In particular, it seems that people realized that a model with strong imbalance could achieve an impressive-looking $98\%$ accuracy by predicting yet underperform a model that always predicts the majority category, such as if the majority category represents $99\%$ of all observations. Consequently, people seem to have changed the class ratio to allow for such a high accuracy to be more reflective of strong performance: if you balance the classes, then predicting one class every time results in $50\%$ accuracy (or worse, if there or three or more classes), so scoring $98\%$ would be quite an improvement.
I see this as a major drawback of accuracy, and a simple remedy, comparison of error rates, makes it more comparable to $R^2$ in regression and might be a more useful measure of performance. I show in the link what happens when you have an accuracy score than looks high but underperforms predicting the majority class every time, and this statistic indeed flags that as poor performance.

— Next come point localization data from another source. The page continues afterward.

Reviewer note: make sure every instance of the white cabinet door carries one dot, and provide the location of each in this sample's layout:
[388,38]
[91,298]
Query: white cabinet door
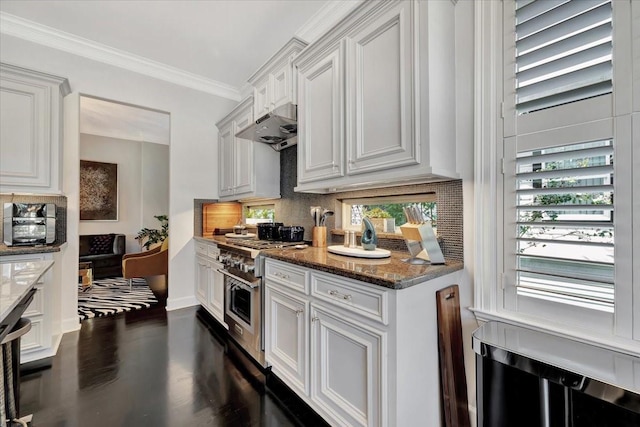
[30,130]
[244,156]
[282,86]
[226,160]
[320,112]
[381,93]
[286,339]
[348,369]
[216,291]
[202,280]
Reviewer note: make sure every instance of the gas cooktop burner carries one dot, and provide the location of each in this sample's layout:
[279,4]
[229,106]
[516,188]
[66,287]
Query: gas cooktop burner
[260,244]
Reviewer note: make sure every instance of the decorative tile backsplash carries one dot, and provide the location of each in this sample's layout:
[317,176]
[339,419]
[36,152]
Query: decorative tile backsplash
[61,210]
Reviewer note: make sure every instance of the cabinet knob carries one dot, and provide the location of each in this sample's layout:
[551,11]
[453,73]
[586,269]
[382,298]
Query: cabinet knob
[337,294]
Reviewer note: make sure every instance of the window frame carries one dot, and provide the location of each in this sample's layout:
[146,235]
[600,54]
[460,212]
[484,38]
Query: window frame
[495,297]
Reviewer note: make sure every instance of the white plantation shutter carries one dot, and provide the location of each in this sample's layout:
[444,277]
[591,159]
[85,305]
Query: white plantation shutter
[563,52]
[565,232]
[559,121]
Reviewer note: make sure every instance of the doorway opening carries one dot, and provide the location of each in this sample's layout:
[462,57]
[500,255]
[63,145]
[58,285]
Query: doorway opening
[124,189]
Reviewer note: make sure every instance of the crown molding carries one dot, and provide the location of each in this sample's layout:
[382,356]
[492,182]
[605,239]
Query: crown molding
[325,18]
[41,34]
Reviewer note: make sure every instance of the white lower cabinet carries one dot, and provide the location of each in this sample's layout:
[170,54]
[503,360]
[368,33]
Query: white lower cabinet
[288,337]
[44,337]
[333,361]
[359,354]
[347,378]
[216,291]
[209,284]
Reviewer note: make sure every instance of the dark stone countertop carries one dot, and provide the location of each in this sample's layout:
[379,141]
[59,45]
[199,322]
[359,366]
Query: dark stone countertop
[392,272]
[25,250]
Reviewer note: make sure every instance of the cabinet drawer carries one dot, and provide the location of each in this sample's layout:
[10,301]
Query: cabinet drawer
[287,275]
[366,300]
[37,304]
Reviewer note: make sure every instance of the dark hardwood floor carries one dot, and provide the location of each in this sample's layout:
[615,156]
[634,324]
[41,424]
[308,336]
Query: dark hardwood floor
[146,368]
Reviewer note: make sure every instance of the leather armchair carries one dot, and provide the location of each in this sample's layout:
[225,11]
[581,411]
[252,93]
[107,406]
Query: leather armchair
[150,263]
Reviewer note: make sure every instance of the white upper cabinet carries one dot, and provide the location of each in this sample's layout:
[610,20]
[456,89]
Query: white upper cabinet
[376,99]
[321,109]
[30,130]
[246,169]
[274,82]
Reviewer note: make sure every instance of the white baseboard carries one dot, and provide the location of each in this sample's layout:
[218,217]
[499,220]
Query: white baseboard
[71,324]
[178,303]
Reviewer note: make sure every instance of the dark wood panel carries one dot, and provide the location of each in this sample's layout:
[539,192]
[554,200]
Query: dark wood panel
[451,357]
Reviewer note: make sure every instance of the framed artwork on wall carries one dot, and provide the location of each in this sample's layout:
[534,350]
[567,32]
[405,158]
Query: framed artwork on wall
[98,191]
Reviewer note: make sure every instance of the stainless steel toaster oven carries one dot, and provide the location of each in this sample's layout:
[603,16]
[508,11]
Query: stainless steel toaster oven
[29,223]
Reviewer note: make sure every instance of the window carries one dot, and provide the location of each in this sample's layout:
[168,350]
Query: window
[564,136]
[353,210]
[564,219]
[255,214]
[563,52]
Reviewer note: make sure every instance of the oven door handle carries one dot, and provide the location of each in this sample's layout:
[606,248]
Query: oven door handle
[244,282]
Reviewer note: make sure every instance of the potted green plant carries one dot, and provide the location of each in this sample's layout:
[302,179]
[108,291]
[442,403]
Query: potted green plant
[148,237]
[382,221]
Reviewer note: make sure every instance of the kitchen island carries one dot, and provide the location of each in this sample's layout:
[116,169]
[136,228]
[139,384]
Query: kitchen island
[356,339]
[17,289]
[392,272]
[18,281]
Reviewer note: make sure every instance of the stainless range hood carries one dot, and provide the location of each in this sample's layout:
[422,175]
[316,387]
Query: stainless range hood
[279,128]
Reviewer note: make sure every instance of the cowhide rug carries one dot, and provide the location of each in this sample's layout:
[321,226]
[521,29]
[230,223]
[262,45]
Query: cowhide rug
[111,296]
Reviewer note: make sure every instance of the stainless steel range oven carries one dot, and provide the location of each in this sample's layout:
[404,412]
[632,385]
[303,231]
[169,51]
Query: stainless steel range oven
[244,292]
[243,310]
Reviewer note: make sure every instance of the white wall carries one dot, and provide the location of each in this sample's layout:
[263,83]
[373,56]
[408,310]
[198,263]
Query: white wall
[155,183]
[193,151]
[464,16]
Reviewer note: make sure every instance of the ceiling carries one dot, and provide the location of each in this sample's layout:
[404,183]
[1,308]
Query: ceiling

However, accuracy, comparison of error rates, and some classics like sensitivity, specificity, and $F_1$ score, all have the downside of being based on hard classifications. Most "classification" models, such a logistic regressions and neural networks, do not output predicted class labels. Instead, they output values on a continuum that often can be interpreted as a probability, and then you can make decisions based on those probabilities. Importantly, those decisions can depend on factors other than the probabilities (such a features in the model...might be more willing to make a certain decision for the usual people than with a high-roller) and can be more numerous than the categories.
There are exceptions to the upcoming statement, such as in data collection or perhaps for computational reasons when it comes to numerical optimization of neural networks, but the apparent problems when it comes to class imbalance largely do not manifest when models are evaluated on the continuous predictions.
You are correct to point out that representative samples and oversampling contradict each other, but oversampling is largely a solution to a non-problem. For the most part, I am with you that it makes sense to develop models on representative data. If a category is rare, then we should be skeptical that an observation belongs to it by assigning a low prior probability and making the features have to shine through to prove that there is a strong chance that the observation indeed belongs to that category.
This link is already elsewhere in this answer, but many of the claimed issues with class imbalance are debunked here by our Stephan Kolassa.